# Vasily Kalinnikov - Symphony No. 2



## HansZimmer (11 mo ago)

How do you rate this piece?

Orchestra: Scottish National Orchestra 
Conductor: Neeme Järvi


----------



## Orfeo (Nov 14, 2013)

This attractively unpretentious, folksy yet catchy, engaging, quite urbane a la Glazunov of the work I would rate as very good to excellent. I cannot think of a single note that needs to be tinkered with.


----------



## haziz (Sep 15, 2017)

Excellent!

I like his first symphony a little more, but both are superb! It is a pity he died so young and so tragically.


----------



## SONNET CLV (May 31, 2014)

I likely listen to Tchaikovsky's First Symphony more often than any of his other,_ greater_, symphonies -- just because I like it a lot. The same for the two Kalinnikov symphonies. There are many more profound works, even limiting to those of "Russian composers", but the Kalinnikov's remain steady fare in my listening habits, just because I like them a lot. I, like haziz above, prefer the First to the Second, but not by that much more. I have several copies of each symphony in my collection, on both CD and vinyl, and each is a gem. The Kalinnikov symphonies are well worth knowing, and enjoying, so get to it those few of you out there who have yet to experience these fine pleasures.


----------



## Bulldog (Nov 21, 2013)

I'm not a fan of either Kalinnikov symphony, so it's "Not so" for me.


----------



## mbhaub (Dec 2, 2016)

I love both the Kalinnikov symphonies. They don't overstay their welcome, are tuneful, beautifully harmonized and gorgeously orchestrated. They are very positive, even cheerful works. Given the dire living conditions of the composer it's amazing that he turned out two symphonies that are not in the least troubled by darkness. I've had the great pleasure of playing 1st bassoon in each. Excellent music and a great way to introduce new listeners to classical music.


----------



## HansZimmer (11 mo ago)

haziz said:


> Excellent!
> 
> I like his first symphony a little more, but both are superb! It is a pity he died so young and so tragically.


He died when he was 35, like Mozart. Beethoven also suffered of health problems. Is there a curse on classical music composers?


----------



## haziz (Sep 15, 2017)

HansZimmer said:


> He died when he was 35, like Mozart. Beethoven also suffered of health problems. Is there a curse on classical music composers?

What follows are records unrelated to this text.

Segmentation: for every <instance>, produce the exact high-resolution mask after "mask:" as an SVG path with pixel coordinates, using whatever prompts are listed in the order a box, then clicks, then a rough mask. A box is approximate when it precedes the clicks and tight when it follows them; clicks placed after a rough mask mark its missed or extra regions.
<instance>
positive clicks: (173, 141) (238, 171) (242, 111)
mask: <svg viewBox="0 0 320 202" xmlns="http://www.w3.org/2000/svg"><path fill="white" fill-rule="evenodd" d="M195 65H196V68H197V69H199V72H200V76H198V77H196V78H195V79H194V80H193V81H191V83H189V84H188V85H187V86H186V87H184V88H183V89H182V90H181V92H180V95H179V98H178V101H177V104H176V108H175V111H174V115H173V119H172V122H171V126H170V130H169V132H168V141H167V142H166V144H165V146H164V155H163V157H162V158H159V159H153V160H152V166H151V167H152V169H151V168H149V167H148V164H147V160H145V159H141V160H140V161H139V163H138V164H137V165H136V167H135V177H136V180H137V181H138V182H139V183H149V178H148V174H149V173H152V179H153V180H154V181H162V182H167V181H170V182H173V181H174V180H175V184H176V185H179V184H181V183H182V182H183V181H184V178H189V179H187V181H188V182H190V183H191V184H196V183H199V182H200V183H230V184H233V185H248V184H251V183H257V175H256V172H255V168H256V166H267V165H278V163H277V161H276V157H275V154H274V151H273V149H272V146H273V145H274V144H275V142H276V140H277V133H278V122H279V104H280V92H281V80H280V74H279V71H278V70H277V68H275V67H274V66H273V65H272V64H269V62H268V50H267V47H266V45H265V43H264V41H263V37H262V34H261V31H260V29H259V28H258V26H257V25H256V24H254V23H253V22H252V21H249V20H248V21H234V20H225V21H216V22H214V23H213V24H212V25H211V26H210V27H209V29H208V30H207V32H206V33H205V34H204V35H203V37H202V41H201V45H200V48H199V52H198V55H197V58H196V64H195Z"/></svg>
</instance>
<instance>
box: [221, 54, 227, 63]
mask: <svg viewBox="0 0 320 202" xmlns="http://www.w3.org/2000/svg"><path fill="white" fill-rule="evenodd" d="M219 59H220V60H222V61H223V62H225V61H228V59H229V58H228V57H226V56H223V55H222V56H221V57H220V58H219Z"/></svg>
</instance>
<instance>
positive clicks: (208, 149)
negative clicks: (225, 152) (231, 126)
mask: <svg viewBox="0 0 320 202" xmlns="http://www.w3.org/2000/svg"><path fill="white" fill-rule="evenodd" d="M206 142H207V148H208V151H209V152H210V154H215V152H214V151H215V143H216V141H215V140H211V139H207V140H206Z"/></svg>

He died of tuberculosis and in poverty. A fairly melodramatic way to go, but sadly not uncommon in the 19th century. One always wonders what other great music he could have composed had he lived longer.


----------



## Rogerx (Apr 27, 2018)

For me als very good, I have the Kees Bakels disc ( my favourite ) and . Neeme Järvi


----------



## Animal the Drummer (Nov 14, 2015)

I voted Very Good. No.1 would get an Excellent from me but no.2 is worth anyone's while also.


----------



## RandallPeterListens (Feb 9, 2012)

For me, Kalinnikov's First Symphony is THE quintessential "Russian" symphony. Tchaikovsky's symphonies are somewhat better pieces of music and orchestration, but Kalinnikov's First is immediately identifiable, even by someone who has never heard it before, as "Russian". It's quite beautiful, although at times he does seem to beat the main themes to death. The Second Symphony, while good, is just not as catchy and memorable to my ear (or both ears, for that matter). In that sense, this parallels my experience with Edward Elgar - his First Symphony can often bring me close to tears, but the Second is rather dull and unfocused. That said the Payne completion/ re-creation (?) of Elgar's Third Symphony sounds quite good - shame the composer never got to finish it.


----------